Dear Suzanne,
I want to communicate to you in writing, (since I often do it better that way) my feelings regarding this adoption that our Great God has directed us into. I want you to know that with confidence in the all-sufficient present and future grace of God, I am ready and eager to move ahead with the adoption of our son in Africa . I want to thank you for the kind patience that you have shown me in these last two years, since that ember for adoption planted long ago by the Holy Spirit in your heart was stoked again to a beautiful blaze. You have not badgered me or used that womanly power to convince me. You have dealt sweetly and honestly about my reservations. You have supported me in my calling present and future and have not hindered me from considering God’s leading. You have been a wonderful picture to me of that Biblical woman with a gentle and quiet spirit; that Proverbs 31 lady whom husband and children shall call blessed.
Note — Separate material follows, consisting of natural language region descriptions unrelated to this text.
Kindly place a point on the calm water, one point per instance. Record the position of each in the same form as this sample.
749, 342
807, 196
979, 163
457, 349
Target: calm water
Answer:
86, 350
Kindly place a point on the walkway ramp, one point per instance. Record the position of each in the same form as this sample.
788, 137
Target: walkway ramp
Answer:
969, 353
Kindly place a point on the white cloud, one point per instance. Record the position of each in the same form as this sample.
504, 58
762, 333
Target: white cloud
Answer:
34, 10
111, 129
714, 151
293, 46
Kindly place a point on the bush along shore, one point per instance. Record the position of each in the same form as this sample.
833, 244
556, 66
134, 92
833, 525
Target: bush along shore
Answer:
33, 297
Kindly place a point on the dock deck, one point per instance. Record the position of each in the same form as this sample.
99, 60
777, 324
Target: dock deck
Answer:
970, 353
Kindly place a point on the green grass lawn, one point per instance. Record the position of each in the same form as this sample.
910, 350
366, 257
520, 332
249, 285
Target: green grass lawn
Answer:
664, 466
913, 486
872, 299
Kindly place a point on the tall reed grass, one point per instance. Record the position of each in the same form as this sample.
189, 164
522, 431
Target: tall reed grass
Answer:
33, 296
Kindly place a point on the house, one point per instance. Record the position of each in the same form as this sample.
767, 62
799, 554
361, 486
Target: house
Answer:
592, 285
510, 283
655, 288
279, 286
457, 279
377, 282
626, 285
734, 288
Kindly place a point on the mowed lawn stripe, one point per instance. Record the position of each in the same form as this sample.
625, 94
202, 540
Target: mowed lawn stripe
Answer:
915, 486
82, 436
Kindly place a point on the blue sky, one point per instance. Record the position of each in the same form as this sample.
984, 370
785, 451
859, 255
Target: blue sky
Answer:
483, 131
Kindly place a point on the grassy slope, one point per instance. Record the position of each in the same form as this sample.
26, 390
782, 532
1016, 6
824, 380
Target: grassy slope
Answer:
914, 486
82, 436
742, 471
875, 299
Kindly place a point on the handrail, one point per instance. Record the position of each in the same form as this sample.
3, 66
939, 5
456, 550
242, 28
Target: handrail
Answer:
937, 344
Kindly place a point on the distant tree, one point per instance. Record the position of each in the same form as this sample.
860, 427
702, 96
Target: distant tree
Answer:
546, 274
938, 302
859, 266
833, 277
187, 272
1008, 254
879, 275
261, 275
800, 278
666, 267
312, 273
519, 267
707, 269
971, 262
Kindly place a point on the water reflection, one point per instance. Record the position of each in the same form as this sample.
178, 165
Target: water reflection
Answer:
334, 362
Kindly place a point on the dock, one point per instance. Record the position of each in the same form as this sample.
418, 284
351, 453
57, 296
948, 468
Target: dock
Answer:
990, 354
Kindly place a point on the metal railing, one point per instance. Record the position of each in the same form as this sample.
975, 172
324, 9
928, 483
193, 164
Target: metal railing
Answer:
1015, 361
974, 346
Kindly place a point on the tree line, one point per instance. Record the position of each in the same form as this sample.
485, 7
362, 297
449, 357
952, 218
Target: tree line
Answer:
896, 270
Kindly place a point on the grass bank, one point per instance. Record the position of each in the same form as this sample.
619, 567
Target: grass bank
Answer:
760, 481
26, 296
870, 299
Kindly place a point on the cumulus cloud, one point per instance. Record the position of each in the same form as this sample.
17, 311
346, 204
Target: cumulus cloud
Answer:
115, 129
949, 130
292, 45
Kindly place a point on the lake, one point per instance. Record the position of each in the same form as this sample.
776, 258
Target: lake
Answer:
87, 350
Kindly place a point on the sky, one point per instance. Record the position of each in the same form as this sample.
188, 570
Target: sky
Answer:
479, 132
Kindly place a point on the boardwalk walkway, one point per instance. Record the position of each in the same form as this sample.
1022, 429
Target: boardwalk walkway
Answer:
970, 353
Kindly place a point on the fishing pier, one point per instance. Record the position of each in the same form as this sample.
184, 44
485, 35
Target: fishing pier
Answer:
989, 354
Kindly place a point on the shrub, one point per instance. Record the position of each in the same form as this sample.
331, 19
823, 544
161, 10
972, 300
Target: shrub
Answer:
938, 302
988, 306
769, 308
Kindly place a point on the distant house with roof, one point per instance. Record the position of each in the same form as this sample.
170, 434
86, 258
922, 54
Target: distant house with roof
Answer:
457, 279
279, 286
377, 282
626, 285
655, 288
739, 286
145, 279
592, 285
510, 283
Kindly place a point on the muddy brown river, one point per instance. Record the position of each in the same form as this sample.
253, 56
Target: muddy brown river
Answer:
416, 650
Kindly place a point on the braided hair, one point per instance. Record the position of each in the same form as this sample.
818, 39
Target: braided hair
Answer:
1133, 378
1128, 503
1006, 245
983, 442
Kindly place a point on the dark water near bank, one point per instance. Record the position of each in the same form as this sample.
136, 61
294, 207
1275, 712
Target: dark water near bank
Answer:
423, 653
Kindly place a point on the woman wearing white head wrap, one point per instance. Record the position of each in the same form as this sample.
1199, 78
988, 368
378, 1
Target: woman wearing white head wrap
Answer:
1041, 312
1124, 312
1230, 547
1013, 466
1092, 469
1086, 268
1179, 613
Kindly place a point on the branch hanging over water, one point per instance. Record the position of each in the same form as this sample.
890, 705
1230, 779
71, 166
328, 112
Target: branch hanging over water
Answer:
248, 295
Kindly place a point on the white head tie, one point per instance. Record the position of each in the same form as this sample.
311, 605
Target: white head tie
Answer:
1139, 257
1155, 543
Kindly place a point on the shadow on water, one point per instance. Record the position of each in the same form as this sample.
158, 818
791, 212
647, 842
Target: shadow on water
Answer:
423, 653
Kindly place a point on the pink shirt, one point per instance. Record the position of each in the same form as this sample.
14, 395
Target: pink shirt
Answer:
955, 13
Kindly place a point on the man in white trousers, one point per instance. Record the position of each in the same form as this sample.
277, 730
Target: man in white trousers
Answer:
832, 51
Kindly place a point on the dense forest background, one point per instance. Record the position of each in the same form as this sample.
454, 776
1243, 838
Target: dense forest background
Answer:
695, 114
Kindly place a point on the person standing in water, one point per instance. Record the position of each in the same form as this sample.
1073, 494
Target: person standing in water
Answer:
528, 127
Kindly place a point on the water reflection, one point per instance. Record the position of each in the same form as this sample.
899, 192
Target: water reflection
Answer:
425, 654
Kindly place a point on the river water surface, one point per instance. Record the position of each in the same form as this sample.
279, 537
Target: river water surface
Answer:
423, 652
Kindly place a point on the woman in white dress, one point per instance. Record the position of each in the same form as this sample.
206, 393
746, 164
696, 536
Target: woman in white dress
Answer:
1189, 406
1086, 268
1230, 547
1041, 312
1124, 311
I realize with others before me that “the mind of man plans his way, but the Lord directs his steps.” This decision is not simply a consideration of pros and cons. So many of the cons to not adopt that I consider are self centered and are not Kingdom minded. I am persuaded that this decision to adopt honors God more than not adopting. I am motivated and persuaded as well by the kind and loving act of adoption that God exercised towards us before the foundation of the world through our Lord Jesus Christ. I am convinced that this path we are on will cast the vision to hundreds of others regarding the adoption that is from our Father in Heaven. And that it will result as well in many responding in numerous ways to look after the orphans of our world. As another pastor said on the matter, “I believe it is the path of the greatest love for the greatest number. And therefore I have confidence that God is pleased with it.” Many will be blessed and will go on to be a blessing to the world through this journey the Lord has put us on.
I choose with you to adopt, not under constraint or with any reservation of commitment. I forsake any and every thought that, because you initiated this idea, that you should bear blame for the burdens it will bring. I forsake all tendencies I might have to suggest that this process is “yours to bear”. And just as in choosing with you to bring our own children into this world, I again with you choose to bring one from outside of our Covenant family into our midst to be our own and to take our name and to be loved and to receive all of the benefits that come with being our child. And of course, I rely upon our Great God to bring to fruition this addition to our family just as we have done with our five current children. I commit to walking together with you as well through the trials that we will enter into through this journey of adoption and will gladly receive that work of God’s Spirit in them to sanctify us both.
I thank God for you and I enter with you gladly on this path. And there is no other person I would rather walk this road with than you. I will relish the days, months and years that the Lord has in mind for us as a family. I will embrace with you this new son, and will along with you, and through the work of God’s grace, love Him into the Family of God, that he too by God’s grace would also become an adopted son of the King.
I love you Suzanne,
Paul
Yes, I sat there crying in the middle of the service and felt quit confident we were on the same page and I was not in this on my own. I am so thankful he communicated with me. That seems to be the center of most of our disagreements (lack of communication). I knew I couldn't move ahead if I had any doubt. That Sunday all my doubts disappeared, and I was then confident we were both in this 100%.